Here, $L_A$ is the luminance of the adapting field on the input side in cd/m², and $F$ is the surround factor. It is set to 1.0 for an average surround, 0.9 for a dim surround, and 0.8 for a dark surround. The choice is determined by the relative luminance, for example, a bright office, watching television indoors, or a dark cinema.

CAT16

The current CIE recommended chromatic adaptation transform is CAT16, which is a linear transform. The process for the one-step CAT16 is as follows.

Inputs: White point of the input adapting field \(\text{XYZ}_{w}\), white point of the output (reference) adapting field $\text{XYZ}_{wr}$, input colour $\text{XYZ}$, luminance of the adapting field light source $L_A$, and surround factor $F$.

  1. Transform \(\text{XYZ}_{w}\), \(\text{XYZ}_{wr}\), and $\text{XYZ}$ into the RGB space using the transformation matrix \(\mathbf{M}_{16}\).

    \[ \begin{bmatrix} R \\ G \\ B \end{bmatrix} = \begin{bmatrix} 0.401288 & 0.650173 & -0.051461 \\ -0.250268 & 1.204414 & 0.045854 \\ -0.002079 & 0.048952 & 0.953127 \end{bmatrix} \begin{bmatrix} X \\ Y \\ Z \end{bmatrix} \]
  2. Perform the adaptation transform on each of the three RGB channels separately. The gain coefficients depend on the degree of adaptation, D, which is calculated in the same way as in CAT02. For the G and B gain coefficients, $R_{wr}$ and $R_w$ are replaced accordingly.

    \[ k_R = D \cdot \frac{Y_w}{Y_{wr}} \cdot \frac{R_{wr}}{R_w} + 1 - D \\ R_c = k_R \cdot R \]
  3. Transform the adapted RGB values back to the XYZ space using \(\mathbf{M}_{16}^{-1}\). The subscript c or r is used to denote the corresponding colour or the reference field, respectively.

    \[ \begin{bmatrix} X_c \\ Y_c \\ Z_c \end{bmatrix} = \mathbf{M}_{16}^{-1} \begin{bmatrix} R_c \\ G_c \\ B_c \end{bmatrix} \]

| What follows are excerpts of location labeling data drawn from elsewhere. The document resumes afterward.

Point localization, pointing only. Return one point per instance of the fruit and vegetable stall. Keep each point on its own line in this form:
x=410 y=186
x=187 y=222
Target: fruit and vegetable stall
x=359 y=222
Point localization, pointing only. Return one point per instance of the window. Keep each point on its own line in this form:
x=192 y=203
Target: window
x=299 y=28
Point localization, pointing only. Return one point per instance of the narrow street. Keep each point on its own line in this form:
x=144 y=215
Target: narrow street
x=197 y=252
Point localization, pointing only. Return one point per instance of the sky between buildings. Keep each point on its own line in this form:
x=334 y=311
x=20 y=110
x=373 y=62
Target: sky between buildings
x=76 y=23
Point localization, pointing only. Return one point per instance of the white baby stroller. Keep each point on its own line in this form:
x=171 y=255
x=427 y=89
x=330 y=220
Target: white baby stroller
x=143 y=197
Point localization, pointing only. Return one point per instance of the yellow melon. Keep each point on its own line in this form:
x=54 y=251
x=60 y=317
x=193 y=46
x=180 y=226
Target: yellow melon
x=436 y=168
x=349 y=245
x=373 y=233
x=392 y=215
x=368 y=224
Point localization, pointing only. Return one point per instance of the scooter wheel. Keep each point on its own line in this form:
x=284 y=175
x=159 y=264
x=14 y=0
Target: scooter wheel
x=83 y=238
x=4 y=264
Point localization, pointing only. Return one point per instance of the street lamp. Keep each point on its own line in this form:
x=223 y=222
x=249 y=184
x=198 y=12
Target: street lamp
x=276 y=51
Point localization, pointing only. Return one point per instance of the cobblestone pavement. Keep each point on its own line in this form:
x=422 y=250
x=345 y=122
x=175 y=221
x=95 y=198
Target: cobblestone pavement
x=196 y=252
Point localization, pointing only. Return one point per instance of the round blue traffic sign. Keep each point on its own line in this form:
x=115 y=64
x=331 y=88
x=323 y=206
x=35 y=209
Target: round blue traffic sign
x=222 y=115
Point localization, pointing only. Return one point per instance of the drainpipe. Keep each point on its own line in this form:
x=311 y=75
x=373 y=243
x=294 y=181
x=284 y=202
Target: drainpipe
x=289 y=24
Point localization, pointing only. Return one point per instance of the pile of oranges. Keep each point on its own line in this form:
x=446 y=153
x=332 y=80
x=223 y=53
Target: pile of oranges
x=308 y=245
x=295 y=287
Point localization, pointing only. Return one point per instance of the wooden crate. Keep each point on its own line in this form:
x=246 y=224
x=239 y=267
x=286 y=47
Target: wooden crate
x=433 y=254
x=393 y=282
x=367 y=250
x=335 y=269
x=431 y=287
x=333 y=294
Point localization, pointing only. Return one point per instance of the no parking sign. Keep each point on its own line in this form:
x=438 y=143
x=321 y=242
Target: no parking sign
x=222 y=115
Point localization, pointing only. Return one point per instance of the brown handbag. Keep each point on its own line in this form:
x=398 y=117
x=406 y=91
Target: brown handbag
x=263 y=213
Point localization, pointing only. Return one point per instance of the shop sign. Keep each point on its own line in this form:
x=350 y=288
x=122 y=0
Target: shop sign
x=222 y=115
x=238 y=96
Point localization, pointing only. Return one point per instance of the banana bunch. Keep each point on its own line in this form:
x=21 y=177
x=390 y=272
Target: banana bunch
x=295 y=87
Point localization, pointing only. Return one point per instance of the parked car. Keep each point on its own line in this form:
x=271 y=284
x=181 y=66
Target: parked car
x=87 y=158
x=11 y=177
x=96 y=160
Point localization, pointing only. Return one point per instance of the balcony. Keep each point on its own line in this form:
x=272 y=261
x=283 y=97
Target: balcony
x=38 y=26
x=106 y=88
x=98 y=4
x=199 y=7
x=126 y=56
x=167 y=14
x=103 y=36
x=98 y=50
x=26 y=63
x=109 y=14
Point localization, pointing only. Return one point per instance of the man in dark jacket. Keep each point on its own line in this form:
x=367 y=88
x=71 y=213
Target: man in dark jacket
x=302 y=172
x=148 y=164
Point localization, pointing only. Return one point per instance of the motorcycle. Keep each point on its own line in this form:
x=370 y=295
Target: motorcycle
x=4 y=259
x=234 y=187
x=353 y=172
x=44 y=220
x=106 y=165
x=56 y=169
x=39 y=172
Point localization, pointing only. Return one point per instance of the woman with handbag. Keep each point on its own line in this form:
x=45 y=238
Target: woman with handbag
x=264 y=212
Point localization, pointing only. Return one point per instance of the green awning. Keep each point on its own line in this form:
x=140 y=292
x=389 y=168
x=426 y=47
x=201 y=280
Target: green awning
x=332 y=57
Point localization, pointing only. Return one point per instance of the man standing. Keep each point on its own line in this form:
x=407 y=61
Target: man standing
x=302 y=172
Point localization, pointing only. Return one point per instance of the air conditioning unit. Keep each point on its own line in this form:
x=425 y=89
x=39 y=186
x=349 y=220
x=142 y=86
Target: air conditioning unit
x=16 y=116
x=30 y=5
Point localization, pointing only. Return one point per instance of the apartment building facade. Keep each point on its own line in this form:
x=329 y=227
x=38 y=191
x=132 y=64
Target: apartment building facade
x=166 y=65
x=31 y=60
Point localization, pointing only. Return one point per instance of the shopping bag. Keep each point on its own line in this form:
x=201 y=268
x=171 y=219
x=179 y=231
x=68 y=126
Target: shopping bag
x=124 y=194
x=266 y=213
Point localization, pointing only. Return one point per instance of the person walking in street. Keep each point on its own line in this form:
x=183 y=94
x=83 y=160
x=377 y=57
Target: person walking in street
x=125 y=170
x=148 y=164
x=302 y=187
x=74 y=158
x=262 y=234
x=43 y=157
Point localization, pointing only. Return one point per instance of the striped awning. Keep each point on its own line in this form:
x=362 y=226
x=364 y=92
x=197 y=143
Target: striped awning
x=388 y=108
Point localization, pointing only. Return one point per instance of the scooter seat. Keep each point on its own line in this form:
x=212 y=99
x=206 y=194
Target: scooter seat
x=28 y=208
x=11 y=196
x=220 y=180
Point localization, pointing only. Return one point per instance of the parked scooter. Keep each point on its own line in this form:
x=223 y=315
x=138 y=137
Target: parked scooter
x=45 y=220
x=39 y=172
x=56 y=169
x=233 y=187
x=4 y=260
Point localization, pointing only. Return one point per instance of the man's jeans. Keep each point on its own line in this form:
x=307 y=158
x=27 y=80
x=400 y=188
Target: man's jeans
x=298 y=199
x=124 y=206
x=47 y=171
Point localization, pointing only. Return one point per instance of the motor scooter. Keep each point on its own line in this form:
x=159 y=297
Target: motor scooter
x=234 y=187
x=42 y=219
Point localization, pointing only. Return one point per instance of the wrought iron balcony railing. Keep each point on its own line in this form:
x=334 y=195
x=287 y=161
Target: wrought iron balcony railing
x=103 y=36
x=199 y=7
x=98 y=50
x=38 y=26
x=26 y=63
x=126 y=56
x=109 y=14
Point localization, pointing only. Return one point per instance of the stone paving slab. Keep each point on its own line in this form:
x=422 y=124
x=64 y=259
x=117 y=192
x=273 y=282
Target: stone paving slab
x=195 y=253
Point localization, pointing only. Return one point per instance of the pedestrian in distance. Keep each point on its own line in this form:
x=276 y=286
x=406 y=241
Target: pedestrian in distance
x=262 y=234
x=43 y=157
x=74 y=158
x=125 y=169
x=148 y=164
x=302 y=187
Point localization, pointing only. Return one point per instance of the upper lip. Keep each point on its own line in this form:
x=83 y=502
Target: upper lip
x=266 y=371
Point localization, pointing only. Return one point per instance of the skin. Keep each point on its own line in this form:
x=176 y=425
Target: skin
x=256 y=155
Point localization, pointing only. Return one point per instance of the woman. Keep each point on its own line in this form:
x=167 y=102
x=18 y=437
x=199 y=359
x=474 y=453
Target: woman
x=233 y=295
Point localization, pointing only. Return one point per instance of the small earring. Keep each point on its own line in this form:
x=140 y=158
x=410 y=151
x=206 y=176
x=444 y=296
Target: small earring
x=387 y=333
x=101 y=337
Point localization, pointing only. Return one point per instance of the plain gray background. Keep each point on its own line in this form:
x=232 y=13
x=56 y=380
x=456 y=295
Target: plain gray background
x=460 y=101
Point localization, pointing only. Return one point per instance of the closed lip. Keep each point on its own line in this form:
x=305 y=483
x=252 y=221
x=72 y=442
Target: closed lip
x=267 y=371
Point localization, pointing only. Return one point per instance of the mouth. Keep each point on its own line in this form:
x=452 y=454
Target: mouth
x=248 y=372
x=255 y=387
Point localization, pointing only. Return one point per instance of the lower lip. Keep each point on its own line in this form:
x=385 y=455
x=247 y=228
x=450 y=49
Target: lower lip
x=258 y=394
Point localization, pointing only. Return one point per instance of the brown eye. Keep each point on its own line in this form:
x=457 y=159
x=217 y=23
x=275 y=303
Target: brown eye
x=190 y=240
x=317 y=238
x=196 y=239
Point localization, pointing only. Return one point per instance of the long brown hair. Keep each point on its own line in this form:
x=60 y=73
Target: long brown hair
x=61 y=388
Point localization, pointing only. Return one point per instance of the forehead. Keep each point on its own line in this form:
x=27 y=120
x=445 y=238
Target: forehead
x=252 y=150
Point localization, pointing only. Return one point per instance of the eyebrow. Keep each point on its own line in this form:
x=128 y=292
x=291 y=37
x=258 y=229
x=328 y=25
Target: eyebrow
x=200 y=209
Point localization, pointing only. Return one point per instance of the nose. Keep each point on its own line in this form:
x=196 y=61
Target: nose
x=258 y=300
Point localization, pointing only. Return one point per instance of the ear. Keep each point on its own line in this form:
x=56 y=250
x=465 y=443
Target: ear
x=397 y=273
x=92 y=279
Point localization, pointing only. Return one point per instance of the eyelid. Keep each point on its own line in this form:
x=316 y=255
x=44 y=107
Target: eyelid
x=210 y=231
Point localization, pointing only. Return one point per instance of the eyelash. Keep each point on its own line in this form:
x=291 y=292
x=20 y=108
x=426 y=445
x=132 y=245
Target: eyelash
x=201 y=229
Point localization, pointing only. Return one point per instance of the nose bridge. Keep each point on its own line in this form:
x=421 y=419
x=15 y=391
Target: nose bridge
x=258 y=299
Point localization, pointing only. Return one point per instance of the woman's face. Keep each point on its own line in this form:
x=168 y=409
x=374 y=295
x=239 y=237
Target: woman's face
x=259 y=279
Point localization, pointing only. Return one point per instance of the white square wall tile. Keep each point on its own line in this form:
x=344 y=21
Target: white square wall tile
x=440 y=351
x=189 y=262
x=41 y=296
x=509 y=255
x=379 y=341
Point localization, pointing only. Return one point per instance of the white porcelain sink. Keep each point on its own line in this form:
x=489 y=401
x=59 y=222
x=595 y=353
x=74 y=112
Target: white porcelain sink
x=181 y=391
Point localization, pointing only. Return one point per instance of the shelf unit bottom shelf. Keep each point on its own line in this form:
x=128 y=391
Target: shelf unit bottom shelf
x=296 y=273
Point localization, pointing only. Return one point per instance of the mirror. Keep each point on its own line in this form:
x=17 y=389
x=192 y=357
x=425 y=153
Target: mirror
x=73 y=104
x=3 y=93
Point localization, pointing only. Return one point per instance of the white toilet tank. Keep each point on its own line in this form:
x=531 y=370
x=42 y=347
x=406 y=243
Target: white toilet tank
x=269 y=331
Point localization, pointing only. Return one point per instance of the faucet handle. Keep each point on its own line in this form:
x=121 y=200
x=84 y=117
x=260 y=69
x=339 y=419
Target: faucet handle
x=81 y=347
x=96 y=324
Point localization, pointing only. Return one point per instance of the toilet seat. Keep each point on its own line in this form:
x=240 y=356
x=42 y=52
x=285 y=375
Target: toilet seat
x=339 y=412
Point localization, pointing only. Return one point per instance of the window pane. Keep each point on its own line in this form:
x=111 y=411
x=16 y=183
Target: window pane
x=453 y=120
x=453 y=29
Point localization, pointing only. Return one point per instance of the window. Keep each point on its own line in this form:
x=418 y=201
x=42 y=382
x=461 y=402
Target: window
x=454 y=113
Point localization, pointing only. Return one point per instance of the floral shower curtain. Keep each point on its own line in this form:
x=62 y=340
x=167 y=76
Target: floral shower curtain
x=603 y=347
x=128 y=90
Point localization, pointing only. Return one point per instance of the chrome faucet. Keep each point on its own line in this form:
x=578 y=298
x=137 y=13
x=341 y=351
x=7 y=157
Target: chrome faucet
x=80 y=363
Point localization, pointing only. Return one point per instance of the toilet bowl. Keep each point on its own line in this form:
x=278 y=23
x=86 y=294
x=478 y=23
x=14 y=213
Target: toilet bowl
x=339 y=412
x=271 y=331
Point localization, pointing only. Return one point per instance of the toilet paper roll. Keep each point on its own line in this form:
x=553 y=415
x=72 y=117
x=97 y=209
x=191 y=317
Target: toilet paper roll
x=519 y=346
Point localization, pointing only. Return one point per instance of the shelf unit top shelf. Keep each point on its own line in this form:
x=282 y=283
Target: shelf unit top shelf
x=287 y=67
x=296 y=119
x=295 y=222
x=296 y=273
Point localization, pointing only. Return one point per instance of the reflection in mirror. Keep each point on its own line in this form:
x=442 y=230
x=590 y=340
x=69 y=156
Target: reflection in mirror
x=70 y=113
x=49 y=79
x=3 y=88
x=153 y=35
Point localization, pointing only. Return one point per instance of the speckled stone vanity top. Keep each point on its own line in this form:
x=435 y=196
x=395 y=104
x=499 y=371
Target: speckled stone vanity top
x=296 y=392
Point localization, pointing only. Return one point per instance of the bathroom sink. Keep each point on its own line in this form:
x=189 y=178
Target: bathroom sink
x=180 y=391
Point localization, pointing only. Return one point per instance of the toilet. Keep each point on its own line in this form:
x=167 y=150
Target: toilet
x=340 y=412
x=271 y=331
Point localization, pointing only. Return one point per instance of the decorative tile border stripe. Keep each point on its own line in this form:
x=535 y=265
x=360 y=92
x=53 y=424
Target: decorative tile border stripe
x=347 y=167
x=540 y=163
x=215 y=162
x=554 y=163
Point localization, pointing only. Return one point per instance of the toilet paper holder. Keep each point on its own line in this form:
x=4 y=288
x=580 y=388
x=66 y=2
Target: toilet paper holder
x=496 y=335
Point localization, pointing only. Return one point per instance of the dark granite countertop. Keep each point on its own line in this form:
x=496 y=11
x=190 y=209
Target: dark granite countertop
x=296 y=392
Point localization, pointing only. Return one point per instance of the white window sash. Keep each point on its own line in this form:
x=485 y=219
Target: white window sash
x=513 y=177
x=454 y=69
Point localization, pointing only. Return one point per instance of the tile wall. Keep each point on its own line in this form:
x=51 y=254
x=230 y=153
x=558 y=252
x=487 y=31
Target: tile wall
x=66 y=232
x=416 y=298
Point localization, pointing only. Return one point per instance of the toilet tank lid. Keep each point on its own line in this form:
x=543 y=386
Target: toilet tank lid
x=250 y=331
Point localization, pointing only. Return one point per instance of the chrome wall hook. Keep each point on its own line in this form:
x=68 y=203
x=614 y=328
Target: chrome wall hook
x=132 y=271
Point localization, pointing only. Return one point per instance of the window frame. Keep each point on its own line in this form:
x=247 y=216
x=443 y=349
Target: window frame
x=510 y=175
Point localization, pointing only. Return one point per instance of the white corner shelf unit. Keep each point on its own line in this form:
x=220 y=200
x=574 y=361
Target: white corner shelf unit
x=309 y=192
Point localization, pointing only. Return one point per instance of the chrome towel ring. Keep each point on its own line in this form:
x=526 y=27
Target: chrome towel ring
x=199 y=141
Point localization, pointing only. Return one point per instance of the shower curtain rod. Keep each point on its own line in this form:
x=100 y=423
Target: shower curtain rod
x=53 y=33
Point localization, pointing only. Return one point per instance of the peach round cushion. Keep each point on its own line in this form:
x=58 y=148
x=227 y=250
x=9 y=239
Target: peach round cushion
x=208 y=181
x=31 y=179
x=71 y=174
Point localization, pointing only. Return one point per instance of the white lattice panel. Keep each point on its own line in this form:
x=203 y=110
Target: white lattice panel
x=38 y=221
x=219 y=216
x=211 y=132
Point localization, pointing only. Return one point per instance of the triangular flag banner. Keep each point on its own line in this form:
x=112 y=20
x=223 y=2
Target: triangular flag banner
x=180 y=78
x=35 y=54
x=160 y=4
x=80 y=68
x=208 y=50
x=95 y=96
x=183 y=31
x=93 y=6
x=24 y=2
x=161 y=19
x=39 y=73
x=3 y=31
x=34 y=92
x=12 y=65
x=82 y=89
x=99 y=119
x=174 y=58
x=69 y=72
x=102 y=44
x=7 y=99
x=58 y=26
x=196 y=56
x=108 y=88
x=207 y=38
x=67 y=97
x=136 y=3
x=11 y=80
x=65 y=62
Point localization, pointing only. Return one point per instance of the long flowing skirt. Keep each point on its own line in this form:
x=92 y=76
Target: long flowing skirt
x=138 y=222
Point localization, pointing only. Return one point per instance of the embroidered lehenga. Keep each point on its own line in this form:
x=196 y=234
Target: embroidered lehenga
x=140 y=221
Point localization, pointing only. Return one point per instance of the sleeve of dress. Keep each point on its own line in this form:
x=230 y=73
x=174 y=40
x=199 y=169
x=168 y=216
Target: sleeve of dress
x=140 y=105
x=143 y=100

Due to the presence of the degree of adaptation D, CAT16 is not reversible in most cases. There is also a two-step version of CAT16 designed to solve the problem where the original input cannot be recovered after inverting the one-step method. The two-step method defines an intermediate illuminant, such as an equal-energy white, and works by adapting the input field to the equal-energy white field and then predicting the corresponding colour for the output field in reverse from the equal-energy white field.

If we use \(\Lambda_{r,t}\) to denote the linear gain diagonal matrix from the input field t to the output field r, then the total transformation matrix for the one-step method is:

\[ \Phi_{r,t} = \mathbf{M}_{16}^{-1} \Lambda_{r,t} \mathbf{M}_{16} \]

The total transformation matrix for the two-step method is:

\[ \begin{align*} \Pi_{r,t} &= \Psi_{r,se} \Phi_{se,t} \\ &= \mathbf{M}_{16}^{-1} \Lambda_{se,r}^{-1} \mathbf{M}_{16} \mathbf{M}_{16}^{-1} \Lambda_{se,t} \mathbf{M}_{16} \\ &= \mathbf{M}_{16}^{-1} \Lambda_{se,r}^{-1} \Lambda_{se,t} \mathbf{M}_{16} \end{align*} \]

Here, ‘se’ denotes the equal-energy white. In practice, there is almost no difference in the results between the two-step and one-step methods, and the one-step method is currently more commonly used.